L’école n’est pas en crise, mais…
L’école n’est donc pas en crise, mais elle ne répond pas aux besoins auxquels elle prétend répondre. Dans les faits, elle ne l’a jamais fait, mais aujourd’hui elle est dite et souhaitée inclusive. L’école n’est pas en crise, mais ses ambitions la mettent en difficulté, puisque les budgets pour les réaliser ne sont pas alloués. L’école n’est pas en crise mais son vocabulaire a été dévoyé par une droite ayant accaparé le discours de la révolution. Pourtant, les discours de réforme de l’école se contentent généralement de cacher un conservatisme aigu. Il suffit de constater la bataille menée par le grand conseil contre le numérique à l’école ou l’écriture inclusive. En trente ans, l’école n’a que très peu changé et il est difficile de croire que les classes genevoises sont celles d’un des pays les plus riches du monde. Toutefois, si l’immobilisme du système scolaire est le fait des partis conservateurs qui nous gouvernent, le discours des autorités ne le dit pas. En effet, non seulement les discours nient cet immobilisme, mais ils le cachent sous d’innombrables réformes et réorganisations essentiellement discursives qui se bornent généralement à épuiser les enseignant·es et les élèves.

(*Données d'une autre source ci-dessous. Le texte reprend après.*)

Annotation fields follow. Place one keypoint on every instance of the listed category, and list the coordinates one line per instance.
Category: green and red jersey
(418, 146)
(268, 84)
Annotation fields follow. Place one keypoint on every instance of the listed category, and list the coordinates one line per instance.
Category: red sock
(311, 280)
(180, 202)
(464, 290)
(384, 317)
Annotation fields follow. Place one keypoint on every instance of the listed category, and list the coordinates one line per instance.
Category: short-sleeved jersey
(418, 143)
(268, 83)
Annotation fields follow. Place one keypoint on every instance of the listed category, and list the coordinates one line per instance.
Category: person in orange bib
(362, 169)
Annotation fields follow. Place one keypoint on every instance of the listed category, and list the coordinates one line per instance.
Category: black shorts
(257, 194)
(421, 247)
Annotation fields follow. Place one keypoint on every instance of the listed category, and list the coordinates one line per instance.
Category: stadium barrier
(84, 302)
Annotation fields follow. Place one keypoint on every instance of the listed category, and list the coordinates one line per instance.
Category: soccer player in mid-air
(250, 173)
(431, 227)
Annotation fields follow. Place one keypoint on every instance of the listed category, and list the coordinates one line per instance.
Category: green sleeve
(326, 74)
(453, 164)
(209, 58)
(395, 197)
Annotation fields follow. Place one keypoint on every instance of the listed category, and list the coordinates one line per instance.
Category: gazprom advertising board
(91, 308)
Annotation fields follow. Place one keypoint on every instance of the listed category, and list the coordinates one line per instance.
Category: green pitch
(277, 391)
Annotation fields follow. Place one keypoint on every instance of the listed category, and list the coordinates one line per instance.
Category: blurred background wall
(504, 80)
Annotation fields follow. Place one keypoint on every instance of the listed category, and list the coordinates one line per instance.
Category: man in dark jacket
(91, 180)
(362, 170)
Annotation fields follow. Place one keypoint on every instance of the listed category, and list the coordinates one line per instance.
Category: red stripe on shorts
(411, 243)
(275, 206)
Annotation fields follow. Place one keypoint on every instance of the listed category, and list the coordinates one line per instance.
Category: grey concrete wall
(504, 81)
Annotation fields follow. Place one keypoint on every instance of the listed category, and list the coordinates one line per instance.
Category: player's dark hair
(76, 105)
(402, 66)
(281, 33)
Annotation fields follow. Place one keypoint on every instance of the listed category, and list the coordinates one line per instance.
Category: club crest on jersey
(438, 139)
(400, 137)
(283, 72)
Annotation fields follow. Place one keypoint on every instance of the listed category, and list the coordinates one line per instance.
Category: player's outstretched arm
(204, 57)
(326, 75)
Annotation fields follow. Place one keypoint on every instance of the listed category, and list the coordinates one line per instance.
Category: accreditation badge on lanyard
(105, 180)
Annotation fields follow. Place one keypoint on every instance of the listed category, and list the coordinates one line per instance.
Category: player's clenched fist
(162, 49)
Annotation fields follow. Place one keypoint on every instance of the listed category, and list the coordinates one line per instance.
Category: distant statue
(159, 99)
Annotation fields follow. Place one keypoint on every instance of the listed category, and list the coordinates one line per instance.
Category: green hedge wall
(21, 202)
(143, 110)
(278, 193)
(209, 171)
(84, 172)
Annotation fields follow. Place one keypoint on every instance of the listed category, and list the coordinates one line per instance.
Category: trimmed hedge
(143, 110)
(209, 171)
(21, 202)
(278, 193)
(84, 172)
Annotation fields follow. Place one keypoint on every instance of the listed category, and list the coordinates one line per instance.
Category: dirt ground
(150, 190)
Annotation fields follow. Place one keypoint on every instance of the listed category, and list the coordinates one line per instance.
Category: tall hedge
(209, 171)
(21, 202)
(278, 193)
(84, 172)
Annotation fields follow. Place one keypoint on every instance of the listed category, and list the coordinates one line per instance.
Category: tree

Je ne développerai pas ici des différents points évoqués dans cette partie puisqu’ils l’ont été globalement dans de précédents billets. Toutefois, dans ce contexte de crise non pas du système scolaire, mais sociale, où les enseignant·es se disent démuni·es par rapport aux besoins spécifiques des élèves, à la complexification de la gestion de classe, à l’augmentation de la charge de travail et des attentes légitimes des parents, la DGEO au lieu de se demander comment elle peut renforcer et soutenir les enseignant·es focalise son attention et ses ressources sur le pilotage des établissements. Elle a ainsi commandé un rapport, dont je présenterai les conclusions dans le billet suivant et cette introduction me permet principalement de souligner l’affligeant décalage entre le contexte actuel, les préoccupations du terrain et l’angle d’analyse dudit rapport.